I hadn’t used my heart rate monitor in a few days because I was feeling enough movement throughout the day that I hadn’t needed that assurance. But I brought it with me, just in case. A few minutes before I needed to head down on the first morning, I was anxiously waiting for a reassuring kick. When it did not come at that precise moment I needed it, I pulled out the monitor, scared, needing that sound before I faced the crowd. I used it again immediately before dinner, also needing that immediate knowledge that the heart was still beating. I sat for a few extra minutes to listen, rather than quickly packing up the device like I normally do. Today, back home, decidedly less movement. I know that movements are irregular at this point in pregnancy. My head knows that. My heart is shaking a bit.

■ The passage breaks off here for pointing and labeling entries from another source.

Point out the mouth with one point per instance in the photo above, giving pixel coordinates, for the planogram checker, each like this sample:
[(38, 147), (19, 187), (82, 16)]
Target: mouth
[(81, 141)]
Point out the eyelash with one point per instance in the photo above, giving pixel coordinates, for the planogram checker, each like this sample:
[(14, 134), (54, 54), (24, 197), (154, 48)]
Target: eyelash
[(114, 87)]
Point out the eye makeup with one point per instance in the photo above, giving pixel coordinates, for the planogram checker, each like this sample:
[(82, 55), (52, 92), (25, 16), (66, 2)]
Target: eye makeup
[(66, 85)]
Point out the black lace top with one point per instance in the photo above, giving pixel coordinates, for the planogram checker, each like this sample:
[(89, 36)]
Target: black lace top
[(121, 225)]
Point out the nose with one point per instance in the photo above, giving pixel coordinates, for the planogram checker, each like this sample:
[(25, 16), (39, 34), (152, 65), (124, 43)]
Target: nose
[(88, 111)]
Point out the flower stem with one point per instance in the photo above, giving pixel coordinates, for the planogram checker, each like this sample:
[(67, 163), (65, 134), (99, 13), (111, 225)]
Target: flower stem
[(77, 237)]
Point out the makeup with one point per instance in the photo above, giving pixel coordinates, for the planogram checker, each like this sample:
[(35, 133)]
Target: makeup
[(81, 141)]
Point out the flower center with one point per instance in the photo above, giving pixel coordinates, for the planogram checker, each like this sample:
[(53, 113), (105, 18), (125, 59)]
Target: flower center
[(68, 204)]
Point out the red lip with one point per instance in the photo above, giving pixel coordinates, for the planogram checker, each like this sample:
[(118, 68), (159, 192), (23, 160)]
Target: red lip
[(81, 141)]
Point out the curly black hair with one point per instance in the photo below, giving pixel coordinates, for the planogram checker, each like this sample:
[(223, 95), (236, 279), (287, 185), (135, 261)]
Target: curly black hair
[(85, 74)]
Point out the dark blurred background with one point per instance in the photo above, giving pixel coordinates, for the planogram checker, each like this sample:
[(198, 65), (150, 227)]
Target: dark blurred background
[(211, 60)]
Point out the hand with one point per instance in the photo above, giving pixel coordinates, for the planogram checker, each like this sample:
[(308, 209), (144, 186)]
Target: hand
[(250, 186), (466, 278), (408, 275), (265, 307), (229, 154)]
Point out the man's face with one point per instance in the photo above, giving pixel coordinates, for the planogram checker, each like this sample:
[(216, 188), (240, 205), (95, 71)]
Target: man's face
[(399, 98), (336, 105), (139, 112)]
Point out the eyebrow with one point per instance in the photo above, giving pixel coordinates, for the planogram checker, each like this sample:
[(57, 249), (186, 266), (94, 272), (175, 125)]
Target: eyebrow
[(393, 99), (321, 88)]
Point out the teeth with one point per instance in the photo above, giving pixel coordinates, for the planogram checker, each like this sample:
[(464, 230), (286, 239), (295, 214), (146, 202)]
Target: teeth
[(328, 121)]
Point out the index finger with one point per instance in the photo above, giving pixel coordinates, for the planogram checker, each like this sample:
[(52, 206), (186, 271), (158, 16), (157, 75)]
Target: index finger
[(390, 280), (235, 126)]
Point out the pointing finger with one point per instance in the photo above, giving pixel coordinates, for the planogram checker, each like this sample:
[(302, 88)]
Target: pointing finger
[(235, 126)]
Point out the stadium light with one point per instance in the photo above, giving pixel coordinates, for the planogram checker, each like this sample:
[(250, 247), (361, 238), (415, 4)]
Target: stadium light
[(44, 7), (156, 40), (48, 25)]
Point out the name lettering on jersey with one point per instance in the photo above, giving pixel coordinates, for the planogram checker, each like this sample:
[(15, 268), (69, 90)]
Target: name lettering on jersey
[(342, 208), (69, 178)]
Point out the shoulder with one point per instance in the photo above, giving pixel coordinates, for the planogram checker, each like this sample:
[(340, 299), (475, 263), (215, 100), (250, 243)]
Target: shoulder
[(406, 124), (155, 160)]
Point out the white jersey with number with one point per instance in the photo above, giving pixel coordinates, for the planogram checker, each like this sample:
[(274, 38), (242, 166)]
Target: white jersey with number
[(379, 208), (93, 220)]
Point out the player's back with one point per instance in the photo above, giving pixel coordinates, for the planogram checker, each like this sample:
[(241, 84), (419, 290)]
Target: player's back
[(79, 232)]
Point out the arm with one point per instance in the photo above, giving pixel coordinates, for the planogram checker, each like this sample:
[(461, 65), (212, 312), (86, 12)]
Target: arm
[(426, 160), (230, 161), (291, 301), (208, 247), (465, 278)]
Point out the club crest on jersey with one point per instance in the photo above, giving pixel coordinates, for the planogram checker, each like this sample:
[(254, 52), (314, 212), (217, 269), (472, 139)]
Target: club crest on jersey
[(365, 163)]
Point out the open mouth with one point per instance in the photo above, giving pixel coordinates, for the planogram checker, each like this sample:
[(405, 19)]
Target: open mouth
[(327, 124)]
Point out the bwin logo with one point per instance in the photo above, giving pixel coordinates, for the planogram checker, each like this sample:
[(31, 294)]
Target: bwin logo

Today, my body is tired. Physically, I am tired from the exertion of being on my feet and in front of customers for two days. Emotionally, I am tired from the drain. This morning, I wanted nothing more than a piece of tiramisu; I don’t know why. Not wanting the effort of going to an actual restaurant, I went to Whole Foods. They only had an entire cake of tiramisu, not just a slice. I wound up with carrot cake. The elegance of tiramisu replaced by the rather ordinary and earthy carrot cake.